Points about the conference:
1. Cynthia is convinced. Cynthia seems to have scrutinized a number of healings carefully, participated in them, and come away believing that they are authentic. Her experiences with her mom and her self, coupled with things she's seen in her travels, have firmly convinced her that spectacular miraculous healings still happen today.
2. Cynthia presented anecdotes, not evidence. There were no 'before-and-after' pictures of significant healings -- spinal cords straightened, eyeballs changed, tumors gone. No doctor's reports and documentation. We did not see evidence ourselves, we simply heard Cynthia's story.
3. Nothing convincing happened at the conference to demonstrate this phenomenon. We prayed a lot, and there is the possibility that the one boy and Phyllis had some positive effect, but no clear proof as of yet. And numerous people were prayed for with no discernable healing, which is not to say the prayers went unanswered or unheard but that God has other things in mind for us.

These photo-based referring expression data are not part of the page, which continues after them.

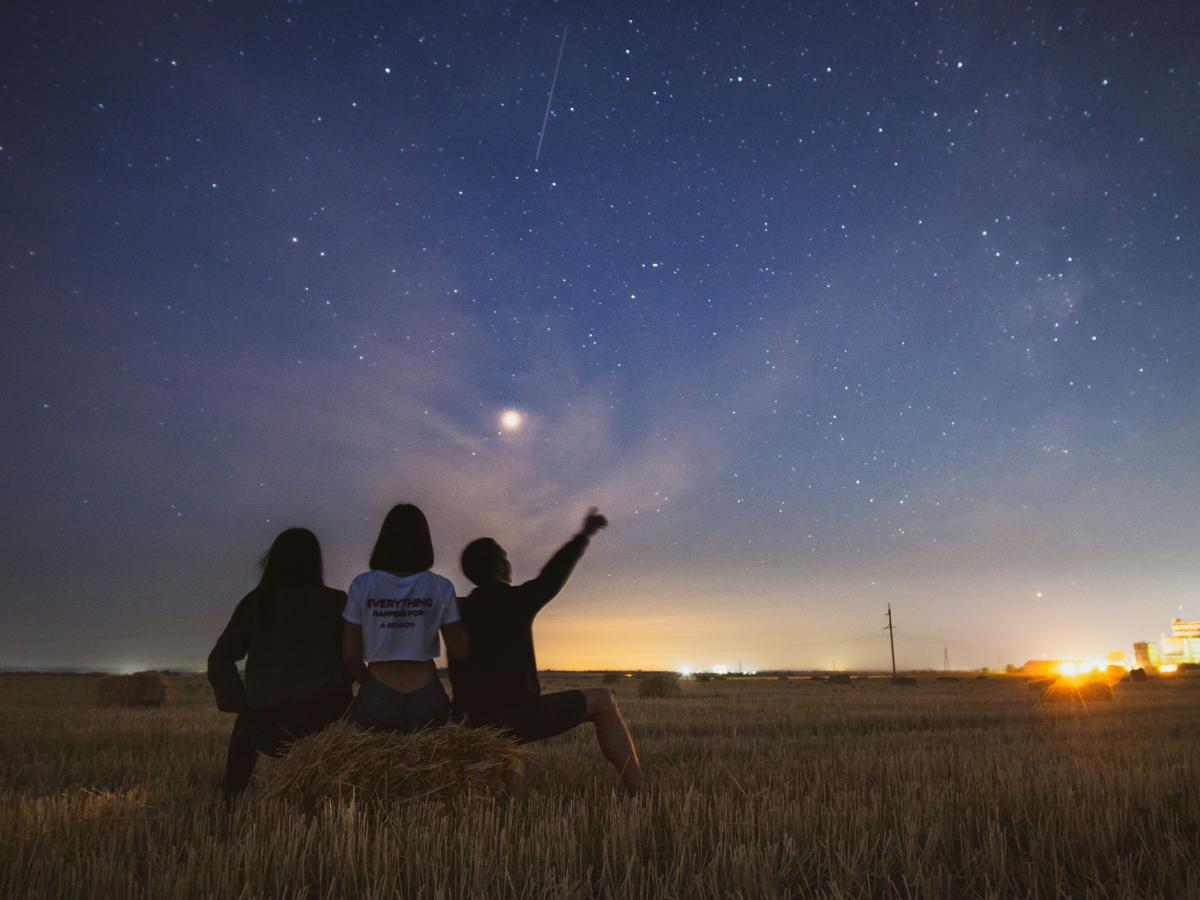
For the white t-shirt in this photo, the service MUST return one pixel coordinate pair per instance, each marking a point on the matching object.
(401, 616)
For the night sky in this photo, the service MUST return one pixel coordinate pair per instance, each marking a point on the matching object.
(826, 305)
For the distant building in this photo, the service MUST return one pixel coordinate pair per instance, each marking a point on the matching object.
(1182, 645)
(1146, 654)
(1041, 666)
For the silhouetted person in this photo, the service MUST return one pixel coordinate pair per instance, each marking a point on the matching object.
(390, 637)
(288, 629)
(497, 685)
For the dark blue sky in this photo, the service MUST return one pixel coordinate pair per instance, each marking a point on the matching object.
(827, 305)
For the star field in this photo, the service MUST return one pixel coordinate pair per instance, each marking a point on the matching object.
(826, 306)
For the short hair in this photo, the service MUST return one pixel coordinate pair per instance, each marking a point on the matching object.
(479, 559)
(403, 544)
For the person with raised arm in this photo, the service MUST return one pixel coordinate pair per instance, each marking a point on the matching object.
(498, 687)
(394, 616)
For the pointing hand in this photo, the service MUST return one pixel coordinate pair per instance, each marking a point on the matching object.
(594, 522)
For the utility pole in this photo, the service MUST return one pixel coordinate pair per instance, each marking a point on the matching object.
(892, 640)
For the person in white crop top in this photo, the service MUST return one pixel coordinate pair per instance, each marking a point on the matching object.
(394, 617)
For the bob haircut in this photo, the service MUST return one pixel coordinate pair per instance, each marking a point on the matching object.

I feel very cautious about the whole thing. My fears are enlightened a bit by this little exerpt from an article posted by Evelyn Tomlinson on her facebook page:

"Even good things can unbalance our loyalties, especially good causes. We can get so caught up in, say, pro-life activities that our loyalty shifts from Christ to the cause. Or we can put our hope in a political party or ideology and loyalty to that overrides our loyalty to Christ. We can even convince ourselves that they are one and the same."

I'm not saying that Cynthia or anyone else has shifted their loyalty -- but I think that it is a danger I want to be aware of as the interest in healing prayer continues to simmer at church, and as I continue to consider these things. It would be so easy to get the cart before the horse. Some people's misery runs so deep and their hope for healing is so fearfully gained.